We believe that further improvement of assessing 82Rb rest and stress MBF values and CFR can be obtained by optimization of acquisition parameters, through additional comparisons with 13NH3 and 15O water measurements at sites with a cyclotron and using a larger population of subjects in comparisons. Also, separation of subjects by gender, age or disease, probably will make the assessment of 82Rb rest and stress MBF values more accurate. Recent results have also shown that factor analysis [24] can help in correcting input curves, providing better repeatability in the results.

The PMOD program itself can also be improved by a faster reading of data and by allowing creation of input TAC using the left atrium (LA) area in addition or instead of the LV cavity area. In some subjects with a small heart, a small LV cavity may not be the best choice for creating the input TAC, due to high cross talk from LV wall activity.
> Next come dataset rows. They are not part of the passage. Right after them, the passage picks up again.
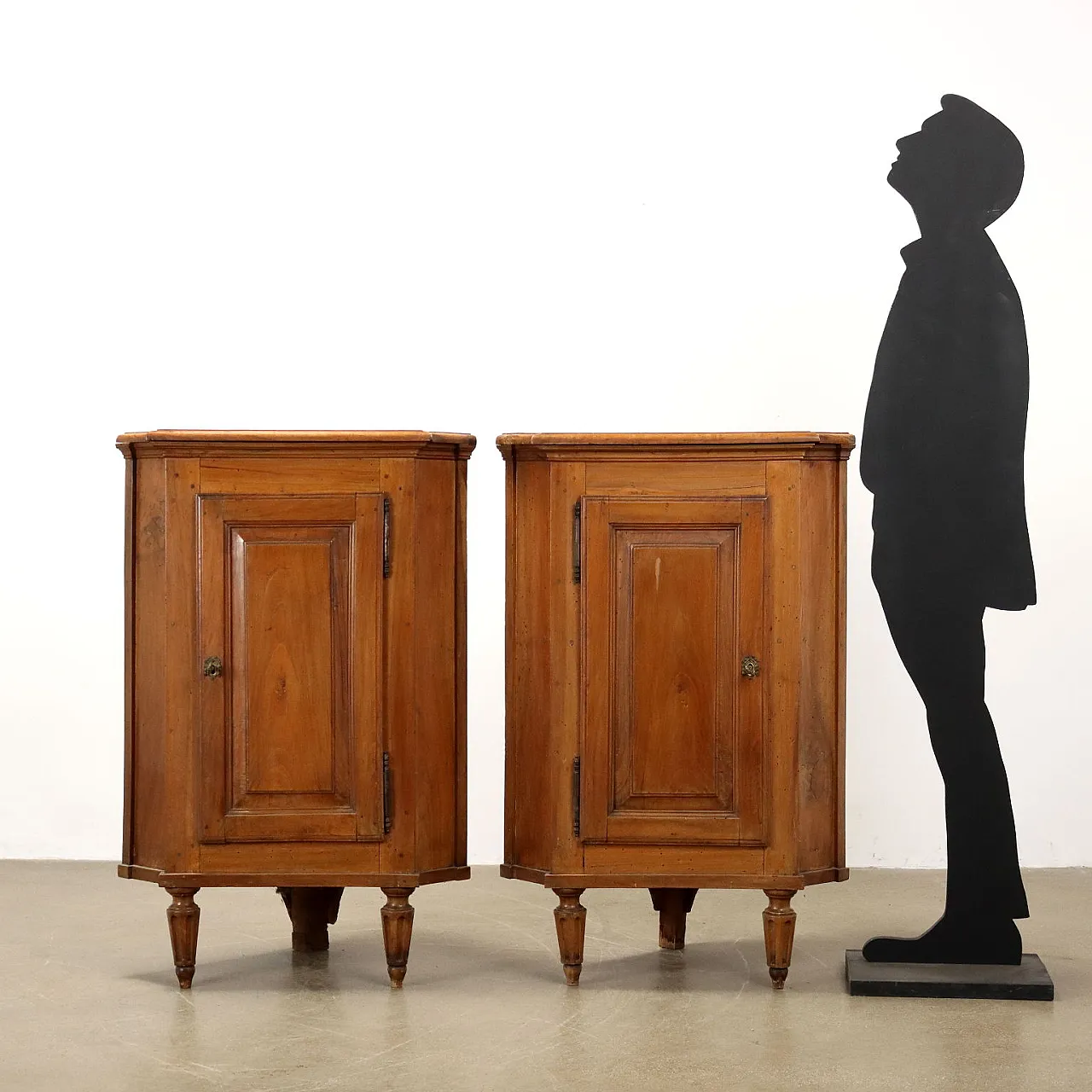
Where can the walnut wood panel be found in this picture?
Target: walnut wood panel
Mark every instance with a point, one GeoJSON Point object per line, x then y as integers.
{"type": "Point", "coordinates": [180, 682]}
{"type": "Point", "coordinates": [666, 709]}
{"type": "Point", "coordinates": [151, 805]}
{"type": "Point", "coordinates": [435, 654]}
{"type": "Point", "coordinates": [682, 772]}
{"type": "Point", "coordinates": [398, 482]}
{"type": "Point", "coordinates": [266, 550]}
{"type": "Point", "coordinates": [532, 781]}
{"type": "Point", "coordinates": [291, 601]}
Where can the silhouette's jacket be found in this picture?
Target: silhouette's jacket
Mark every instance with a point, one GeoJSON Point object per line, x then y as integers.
{"type": "Point", "coordinates": [943, 453]}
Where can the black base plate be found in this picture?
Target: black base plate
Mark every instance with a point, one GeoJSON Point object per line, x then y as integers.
{"type": "Point", "coordinates": [1029, 982]}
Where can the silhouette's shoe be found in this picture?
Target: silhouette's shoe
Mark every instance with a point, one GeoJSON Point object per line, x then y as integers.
{"type": "Point", "coordinates": [952, 940]}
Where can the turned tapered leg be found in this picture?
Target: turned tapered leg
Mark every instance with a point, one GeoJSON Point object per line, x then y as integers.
{"type": "Point", "coordinates": [779, 924]}
{"type": "Point", "coordinates": [183, 915]}
{"type": "Point", "coordinates": [569, 917]}
{"type": "Point", "coordinates": [674, 904]}
{"type": "Point", "coordinates": [311, 909]}
{"type": "Point", "coordinates": [398, 929]}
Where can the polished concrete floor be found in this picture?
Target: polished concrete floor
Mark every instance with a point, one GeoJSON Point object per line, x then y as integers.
{"type": "Point", "coordinates": [89, 999]}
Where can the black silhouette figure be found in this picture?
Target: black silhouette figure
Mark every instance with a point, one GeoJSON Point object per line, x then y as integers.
{"type": "Point", "coordinates": [943, 453]}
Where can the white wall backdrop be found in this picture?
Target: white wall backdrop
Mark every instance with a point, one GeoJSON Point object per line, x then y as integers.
{"type": "Point", "coordinates": [510, 217]}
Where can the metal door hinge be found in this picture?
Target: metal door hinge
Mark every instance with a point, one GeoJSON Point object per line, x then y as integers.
{"type": "Point", "coordinates": [576, 796]}
{"type": "Point", "coordinates": [576, 543]}
{"type": "Point", "coordinates": [386, 537]}
{"type": "Point", "coordinates": [386, 792]}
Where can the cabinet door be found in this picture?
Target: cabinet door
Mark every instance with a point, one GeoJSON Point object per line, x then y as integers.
{"type": "Point", "coordinates": [291, 603]}
{"type": "Point", "coordinates": [673, 745]}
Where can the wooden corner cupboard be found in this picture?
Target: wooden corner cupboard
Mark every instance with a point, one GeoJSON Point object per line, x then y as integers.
{"type": "Point", "coordinates": [295, 671]}
{"type": "Point", "coordinates": [675, 656]}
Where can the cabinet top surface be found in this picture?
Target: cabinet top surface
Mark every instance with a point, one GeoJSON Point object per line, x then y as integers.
{"type": "Point", "coordinates": [194, 441]}
{"type": "Point", "coordinates": [843, 441]}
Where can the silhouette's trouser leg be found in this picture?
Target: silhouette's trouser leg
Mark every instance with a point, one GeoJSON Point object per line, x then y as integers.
{"type": "Point", "coordinates": [940, 642]}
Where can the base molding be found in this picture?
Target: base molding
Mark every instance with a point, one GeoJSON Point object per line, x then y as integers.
{"type": "Point", "coordinates": [295, 880]}
{"type": "Point", "coordinates": [1026, 982]}
{"type": "Point", "coordinates": [584, 880]}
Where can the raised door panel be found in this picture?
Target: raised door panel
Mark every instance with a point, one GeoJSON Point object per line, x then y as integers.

With these improvements, we believe that assessing 82Rb rest and stress MBF values and CFR, can be moved out from the research setting and applied more widely in the clinical environment.

Conclusion

The results of the study demonstrate that processing of dynamic 82Rb images for PET assessment of MBF and CFR is repeatable. The rest and stress, global, as well as regional, MBF and CFR values were, in most cases, highly repeatable. The main advantage of the PMOD approach is that it automatically creates 16 cardiac segment MBF values, in addition to the septum, anterior, lateral, inferior and global value. Second, the PMOD has an option of wavelet temporal smoothing, which significantly improves the repeatability of MBF and CFR assessment.